Selain
laut, bubane adalah salah satu tempat
yang disukai oleh anak-anak di Sagawele.
Bubane atau dalam bahasa
Indonesia yang berarti kebun, adalah Mall bagi mereka. Kurang lebih seperti
itu. Buktinya pada hari libur, hari Minggu misalnya, banyak anak-anak kecil
yang menghabiskan waktu di sana. Bahkan kadang, saat tidak libur pun mereka
tetap pergi ke sana sepulangnya mereka dari sekolah. Kalau bukan bersama orang
tua maka pasti dengan teman-teman.
Ketika
pergi bersama orang tua maka kegiatan mereka tidak lain tentunya berkebun,
membantu orang tua untuk membersihkan hama tanaman mereka, memanen tanaman,
atau menanami kembali kebun mereka dengan kasbi.
Ya, kasbi . Tanaman pokok orang-orang
di Sagawele. Selain itu juga mereka menanam kelapa, mangga, pepaya, dan
tanaman-tanaman lainnya seperti terong, rica, dan lain-lain. Seusai membantu
orang tua barulah waktunya untuk ‘bermain’. ‘Bermain’; memetik kelapa muda di
kebun untuk diminum, mencari kelapa tua yang jatuh untuk dijual nanti sepulang
dari kebun, mencari buah mangga masak yang jatuh, dan kadang membuat perangkap
untuk menangkap burung.
Kalau
bersama teman sudah pasti bukan untuk berkebun, mereka hanya ‘bermain’.
Biasanya sebelum pergi mereka sudah menentukan mereka akan ‘bermain’apa di
sana.
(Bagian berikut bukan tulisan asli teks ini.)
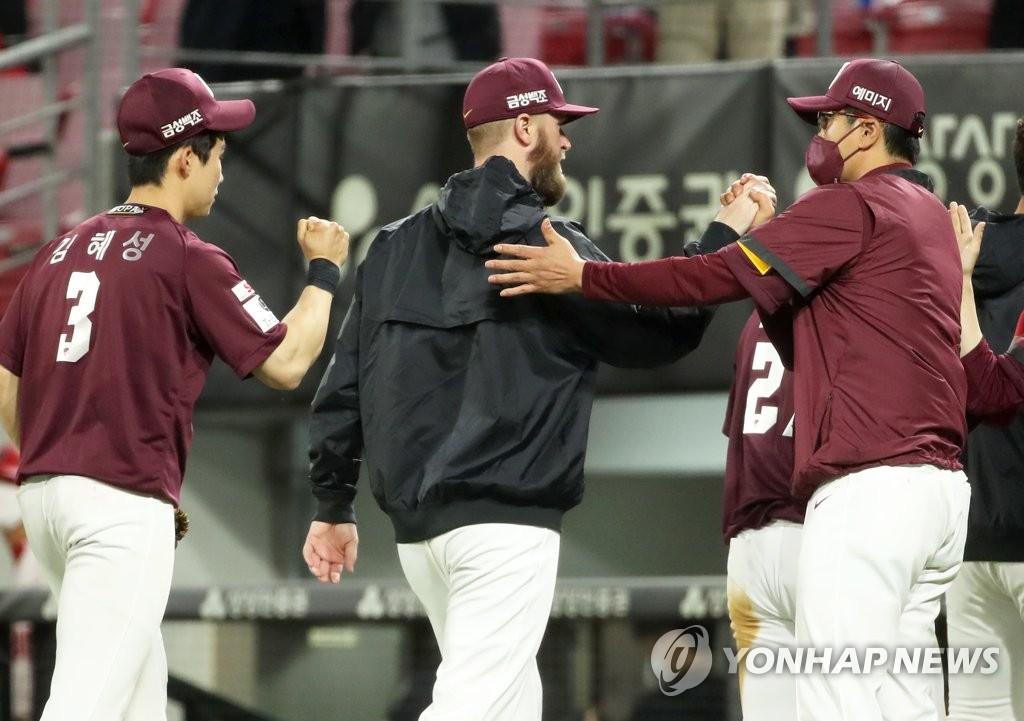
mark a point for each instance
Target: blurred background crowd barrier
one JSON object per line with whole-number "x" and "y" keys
{"x": 358, "y": 120}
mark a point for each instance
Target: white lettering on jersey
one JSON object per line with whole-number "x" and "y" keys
{"x": 136, "y": 245}
{"x": 99, "y": 243}
{"x": 127, "y": 209}
{"x": 243, "y": 290}
{"x": 263, "y": 316}
{"x": 62, "y": 249}
{"x": 761, "y": 417}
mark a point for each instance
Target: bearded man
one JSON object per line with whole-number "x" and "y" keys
{"x": 470, "y": 412}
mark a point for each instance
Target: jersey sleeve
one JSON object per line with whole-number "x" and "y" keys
{"x": 12, "y": 336}
{"x": 227, "y": 312}
{"x": 803, "y": 247}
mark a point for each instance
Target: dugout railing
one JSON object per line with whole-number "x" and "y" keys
{"x": 594, "y": 661}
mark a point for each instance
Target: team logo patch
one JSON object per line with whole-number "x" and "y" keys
{"x": 531, "y": 97}
{"x": 263, "y": 316}
{"x": 127, "y": 209}
{"x": 871, "y": 97}
{"x": 243, "y": 290}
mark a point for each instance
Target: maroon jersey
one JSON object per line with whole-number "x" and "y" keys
{"x": 759, "y": 423}
{"x": 112, "y": 332}
{"x": 870, "y": 271}
{"x": 995, "y": 383}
Apakah mencari kelapa tua untuk dijual, mencari mangga atau memetiknya,
menangkap burung, dan atau jenis-jenis ‘permainan’ lainnya. Tapi nih, jika
bersama teman-teman, kelapa-kelapa dan mangga yang jatuh di bawah pohon-pohonnya,
yang mereka ambil, biasanya adalah kelapa-kelapa dan mangga orang lain. Kadang
jika tidak ada yang jatuh mereka akan memetiknya langsung dari pohon. Tidak
peduli kelapa siapa, tidak peduli mangga siapa, tidak peduli pohon-pohon
tersebut ada di kebun siapa. Bahkan mereka sudah siap dengan resiko jika yang
empunya kebun tiba-tiba datang saat mereka melakukan aksi mereka. Masih di atas
pohon pun mereka akan langsung lompat lalu lari terbirit-birit. Atau jika
sedang sial dan tertangkap mereka tidak akan menangis meski dirotani.
Ah,
dasar anak-anak. Meski bukan salah satu perbuatan terpuji, saya yakin itu akan
menjadi salah satu kenangan yang terlalu seru untuk mereka lupakan begitu saja.
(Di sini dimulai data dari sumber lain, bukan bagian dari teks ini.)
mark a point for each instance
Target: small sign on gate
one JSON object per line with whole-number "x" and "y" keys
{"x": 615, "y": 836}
Dan saat tua nanti mereka akan mengenangnya sambil tersenyum-senyum.
Ngomong-ngomong
soal kebun, nih, jika biasanya kebun letaknya di dekat rumah maka berbeda
dengan di Sagawele. Kebun-kebun warga di Sagawele terpisah cukup jauh dengan
rumah-rumah mereka. Dan menariknya kebun-kebun di sana dibagi atas beberapa
daerah yang diberi nama berbeda-beda. Mulai dari yang dekat dengan rumah-rumah warga, Sosolo, Bubane Kutu, Bubane Mastura, Bubane
Lalo, Bubane Dom, Ululi, Ululi Loan, Dika Kutu, Dika Lalo, dan Tuadak. Kecuali Tuadak, sepuluh daerah kebun lain masih satu daratan dengan desa Sagawele.
Tidak ada papan nama yang dipasang untuk menandai masing-masing daerah kebun
tersebut atau menandai batas-batasnya, karena orang-orang Sagawele sudah hafal
betul mana batas Sosolo dan Bubane Kutu, atau batas Bubane Mastura dengan Bubane Lalo, Bubane Lalo dengan Bubane Dom, dan batas-batas antara bubane yang satu dengan yang lainnya.
Karena
jarak antara rumah dan daerah-daerah kebun cukup jauh biasanya orang-orang di
Sagawele menggunakan perahu atau katinting.
Tapi, banyak juga yang memilih jalan kaki. Baik yang kebunnya hanya di Sosolo atau yang paling jauh di Dika Lalo. Kecuali untuk ke Tuadak tentunya, karena daerah kebun ini pulaunya terpisah sendiri jadi otomatis
untuk ke sana harus mengunakan perahu. Tidak mungkin berenang, dong! Bahkan
orang gila pun tidak akan melakukannya. Pun tidak akan dilakukan oleh Romeo
untuk membuktikan cintanya pada Juliet. Atau Jack pada Ros.
Siapa
juga yang mau berenang berkilo-kilo jika ada perahu yang bisa digunakan?